Hypothesis: The radiation received by the surgeon during percutaneous forefoot surgery with a mini C-arm is lower than the ICRP guidelines, and the findings reported in the literature.
Materials and methods: This prospective single-center study was conducted from September 2020 to May 2021. A total of 639 feet (i.e., 435 patients) were included. Of these 639 feet, 336 (52%) were hallux valgus repairs, 49 (8%) were stand-alone procedures of the lateral rays, and 124 (19%) were a combination of both. The radiation dose data was retrieved from the mini C-arm daily: dose-area product (DAP) in centigray per square centimeter (cGy/cm2) and radiation exposure duration in seconds. The doses received by the surgeon were collected every month by 4 passive dosimeters (hand, eye lens, and chest [on and under the lead apron]) and 2 active dosimeters (on and under the lead apron).
Results: The DAP emitted by the mini C-arm during an operating day was 0.10±0.01cGy/cm2 (range, 0.0-3.9), and the mean daily radiation duration was 34.7±19.3seconds (range, 0.7-226.8). There was a mean of 8±8 (range, 1-18) elective procedures per operating day. The daily reading on the active dosimeter worn on the lead apron was 0.002±0 microSv (range, 0-0.04), while the one worn under the apron was 0.001±0 microSv (range, 0-0.03). The equivalent doses over the 7-month study period for the hand, eye lens, and chest (over and under the apron) were 0.14mSv, 0mSv, 0.22mSv, and 0mSv, respectively.

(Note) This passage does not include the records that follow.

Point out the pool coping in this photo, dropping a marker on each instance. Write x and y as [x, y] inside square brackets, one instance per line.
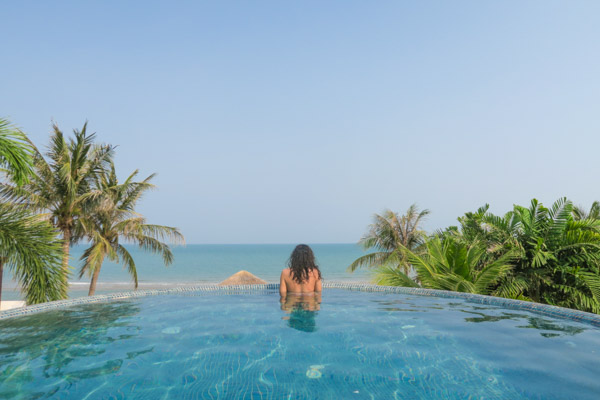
[544, 309]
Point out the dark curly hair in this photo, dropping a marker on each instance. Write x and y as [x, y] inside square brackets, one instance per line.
[302, 262]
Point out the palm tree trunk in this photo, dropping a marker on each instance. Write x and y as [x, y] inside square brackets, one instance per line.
[65, 261]
[95, 278]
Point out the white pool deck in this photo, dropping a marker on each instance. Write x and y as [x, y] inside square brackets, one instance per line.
[9, 305]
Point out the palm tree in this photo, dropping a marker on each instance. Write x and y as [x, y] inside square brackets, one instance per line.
[449, 264]
[579, 213]
[62, 186]
[28, 244]
[29, 247]
[115, 220]
[387, 234]
[556, 255]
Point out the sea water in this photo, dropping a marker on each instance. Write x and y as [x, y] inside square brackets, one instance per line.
[201, 264]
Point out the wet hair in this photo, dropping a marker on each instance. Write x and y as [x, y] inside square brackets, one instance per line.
[301, 263]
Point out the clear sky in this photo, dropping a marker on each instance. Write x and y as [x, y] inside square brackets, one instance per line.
[295, 121]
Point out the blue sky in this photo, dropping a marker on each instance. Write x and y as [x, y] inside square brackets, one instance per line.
[285, 122]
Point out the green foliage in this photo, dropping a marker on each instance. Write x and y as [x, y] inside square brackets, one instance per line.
[29, 247]
[15, 153]
[114, 219]
[450, 264]
[62, 186]
[548, 255]
[388, 233]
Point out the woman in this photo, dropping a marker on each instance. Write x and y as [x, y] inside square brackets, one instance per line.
[303, 275]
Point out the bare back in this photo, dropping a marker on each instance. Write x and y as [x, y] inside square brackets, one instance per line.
[288, 284]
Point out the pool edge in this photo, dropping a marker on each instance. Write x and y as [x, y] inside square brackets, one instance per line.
[544, 309]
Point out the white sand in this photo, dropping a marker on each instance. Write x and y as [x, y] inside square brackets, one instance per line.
[7, 305]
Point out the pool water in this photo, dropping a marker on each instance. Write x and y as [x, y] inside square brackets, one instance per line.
[345, 345]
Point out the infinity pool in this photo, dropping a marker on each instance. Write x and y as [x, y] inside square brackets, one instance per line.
[346, 345]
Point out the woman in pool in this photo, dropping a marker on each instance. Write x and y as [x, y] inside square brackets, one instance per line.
[303, 275]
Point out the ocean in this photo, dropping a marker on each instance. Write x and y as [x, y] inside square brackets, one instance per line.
[203, 263]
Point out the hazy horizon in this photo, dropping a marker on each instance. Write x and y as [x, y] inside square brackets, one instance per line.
[282, 123]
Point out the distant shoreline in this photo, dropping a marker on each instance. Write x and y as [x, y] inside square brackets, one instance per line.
[80, 289]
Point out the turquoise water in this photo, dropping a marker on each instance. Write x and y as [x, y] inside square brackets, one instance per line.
[347, 345]
[196, 264]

Discussion/conclusion: The radiation exposure in percutaneous forefoot surgery with a mini C-arm intensifier observed in our study was lower than the ICRP recommendations and literature findings during open surgery.
Level of evidence: IV; prospective study without a control group.
Keywords: Foot; International Commission on Radiological Protection (ICRP); Minimally invasive; Percutaneous; Radiation.